Communication is an essential component of any caregiving relationship. Studies have shown that a lack of communication can result in low self esteem and psychological disengagement, and can have a negative impact on the Quality of Life (QOC). This is one area of investigation conducted during a state/federal survey.
When communicating with a resident, the nurse should tell him/her in straightforward language what has to be communicated and ask if the resident understood what was said.
Barriers to good communication can include language differences, hearing problems, hearing aide inefficiency and environmental reasons, such as background noises, loud music and too frequent overhead paging. These barriers need to be corrected. Inservice education should be available on communication skills. Also, caregivers need to recognize residents’ emotional conflicts and how they can affect communication with the residents. During periods of care, discussion on the resident’s previous work, hobbies, family and travel experiences will engage the resident in a meaningful way.
On one occasion a resident remarked to me about a specific caregiver.
She stated the caregiver discussed observations made on the way to work, weather, shopping experiences and interactions with others. The resident said ”I love when she is assigned to me as it gets me out of this room”.

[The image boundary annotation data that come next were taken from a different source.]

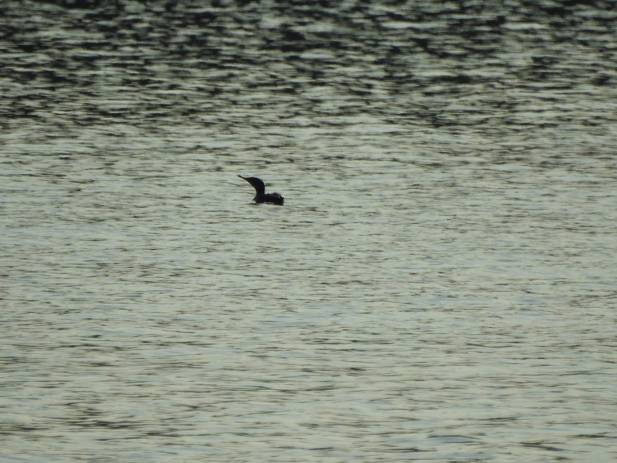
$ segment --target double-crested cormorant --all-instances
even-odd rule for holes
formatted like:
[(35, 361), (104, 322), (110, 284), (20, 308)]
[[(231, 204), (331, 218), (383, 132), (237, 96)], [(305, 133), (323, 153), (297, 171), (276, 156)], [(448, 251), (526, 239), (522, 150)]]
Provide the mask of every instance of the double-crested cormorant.
[(273, 204), (283, 206), (285, 202), (285, 198), (280, 193), (267, 193), (266, 187), (263, 185), (263, 182), (256, 177), (246, 177), (242, 175), (238, 175), (238, 177), (241, 178), (244, 178), (253, 185), (255, 191), (257, 192), (253, 200), (258, 204), (262, 202), (271, 202)]

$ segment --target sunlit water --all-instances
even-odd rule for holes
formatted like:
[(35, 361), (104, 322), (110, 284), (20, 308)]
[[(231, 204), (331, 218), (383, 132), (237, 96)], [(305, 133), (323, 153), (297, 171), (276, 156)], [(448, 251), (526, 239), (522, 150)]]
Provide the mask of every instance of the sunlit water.
[(4, 2), (0, 459), (617, 459), (617, 15), (466, 3)]

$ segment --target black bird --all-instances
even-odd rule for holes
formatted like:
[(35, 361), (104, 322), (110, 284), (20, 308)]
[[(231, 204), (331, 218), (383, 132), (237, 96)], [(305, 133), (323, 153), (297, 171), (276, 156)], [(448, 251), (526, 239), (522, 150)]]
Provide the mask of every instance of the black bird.
[(256, 177), (242, 177), (242, 175), (238, 175), (241, 178), (244, 178), (245, 180), (248, 181), (252, 185), (253, 188), (255, 188), (255, 191), (257, 192), (257, 194), (255, 195), (255, 198), (253, 198), (257, 204), (260, 204), (262, 202), (271, 202), (273, 204), (278, 204), (279, 206), (283, 206), (283, 203), (285, 202), (285, 198), (280, 193), (267, 193), (266, 187), (263, 185), (263, 182), (260, 179), (257, 178)]

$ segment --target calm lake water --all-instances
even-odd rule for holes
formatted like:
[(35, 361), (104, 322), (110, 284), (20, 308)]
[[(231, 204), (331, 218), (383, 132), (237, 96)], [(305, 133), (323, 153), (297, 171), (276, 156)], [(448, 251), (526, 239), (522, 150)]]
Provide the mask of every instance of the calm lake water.
[(611, 4), (3, 1), (0, 460), (617, 461)]

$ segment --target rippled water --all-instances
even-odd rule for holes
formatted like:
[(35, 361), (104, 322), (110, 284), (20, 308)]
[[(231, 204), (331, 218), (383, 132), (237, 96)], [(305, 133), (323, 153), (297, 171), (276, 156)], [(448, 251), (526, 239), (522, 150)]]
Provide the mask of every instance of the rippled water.
[(0, 6), (0, 459), (617, 458), (610, 2), (57, 4)]

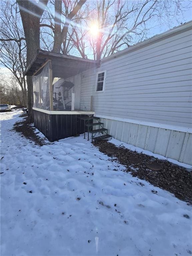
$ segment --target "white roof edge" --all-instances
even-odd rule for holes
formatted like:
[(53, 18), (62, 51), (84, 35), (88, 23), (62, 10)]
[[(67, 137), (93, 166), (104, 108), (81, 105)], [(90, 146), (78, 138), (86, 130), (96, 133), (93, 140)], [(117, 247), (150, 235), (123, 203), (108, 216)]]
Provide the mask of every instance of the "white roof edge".
[(118, 52), (111, 55), (110, 56), (106, 57), (101, 60), (101, 62), (102, 63), (103, 62), (107, 61), (109, 60), (115, 59), (128, 52), (135, 51), (143, 46), (156, 42), (158, 42), (160, 40), (169, 37), (172, 35), (179, 34), (182, 32), (189, 30), (190, 29), (192, 29), (192, 20), (186, 22), (182, 25), (180, 25), (173, 28), (169, 29), (156, 36), (155, 36), (144, 41), (139, 43), (135, 45), (130, 46), (125, 50), (120, 51)]

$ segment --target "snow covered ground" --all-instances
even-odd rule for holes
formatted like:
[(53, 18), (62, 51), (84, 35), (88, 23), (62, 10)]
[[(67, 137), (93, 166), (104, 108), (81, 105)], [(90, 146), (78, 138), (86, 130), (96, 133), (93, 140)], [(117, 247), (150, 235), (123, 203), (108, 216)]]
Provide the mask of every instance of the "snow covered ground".
[(192, 254), (191, 206), (83, 136), (35, 145), (10, 131), (22, 113), (0, 114), (1, 256)]

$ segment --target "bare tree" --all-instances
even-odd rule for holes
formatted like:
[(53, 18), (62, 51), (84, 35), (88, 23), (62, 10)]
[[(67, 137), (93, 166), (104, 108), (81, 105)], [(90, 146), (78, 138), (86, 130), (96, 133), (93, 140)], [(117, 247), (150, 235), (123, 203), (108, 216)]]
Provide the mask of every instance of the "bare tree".
[[(40, 24), (41, 39), (44, 48), (50, 50), (52, 47), (53, 52), (61, 52), (63, 54), (70, 52), (73, 46), (73, 41), (71, 40), (74, 33), (72, 28), (77, 16), (79, 19), (80, 17), (83, 18), (84, 12), (80, 11), (86, 1), (55, 0), (50, 1), (48, 6), (49, 11), (44, 14)], [(52, 11), (53, 8), (54, 8), (54, 14)]]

It is very important that the nurse communicates with family frequently pertaining to any changes in the resident’s condition. Good communication goes a long way in alleviating stress and concerns, and helps to decrease any negative perceptions of the care provided by the facility.
When family knows they will be notified timely of any changes or concerns and are encouraged to participate in the resident’s care, they identify a partnership and become more trusting. The family should be notified of all relevant issues pertaining to the resident including changes in condition, medications, treatments and physician visits.
Good communication skills are beneficial when giving reports to the physician. Use of the INTERACT tool SBAR ( Situation, Background, Assessment and Request) should enable the nurse to make a good assessment and have a detailed report available. Physicians frequently say that the nurse did not provide an adequate report, resulting in the resident ‘s transfer to the hospital emergency department for evaluation and treatment.
All nurses should have access to the Minimum Data Set (MDS) which should help increase Interdisciplinary Team (IDT) communication.
All team members should be ready for a discussion of the resident’s condition at the care plan conference. When staff are assigned to work together on a project as an IDT, understanding and communication will be enhanced.
Documentation is the written form of communication. We all have heard the old cliche : “If it wasn’t written down, it wasn’t done.”
Nursing documentation must provide an accurate and timely account of occurrences and must be reflective of observations, be legible and permanent.
Good documents has six important characteristics:
Factual
Accurate
Complete
Current (timely)
Organized
Compliant with standards
The nurse should follow the policies of the facility, especially the appropriate measures for correcting documentation errors. Charting requirements for Medicare residents should be complete and thorough.
If the nurse is unsure that her documentation is satisfactory, she should ask herself, “If another nurse had to take over for me right now, does the charting have enough information for the delivery of safe, competent and ethical care?”
Remember the resident’s record is a legal document. Documentation should provide a chronological record of events so that an ordered sequence or time line is easily recognized. Should the record be reviewed by a legal team, the nurse will be held accountable for lack of clarity. All documentation must be legibly signed and dated.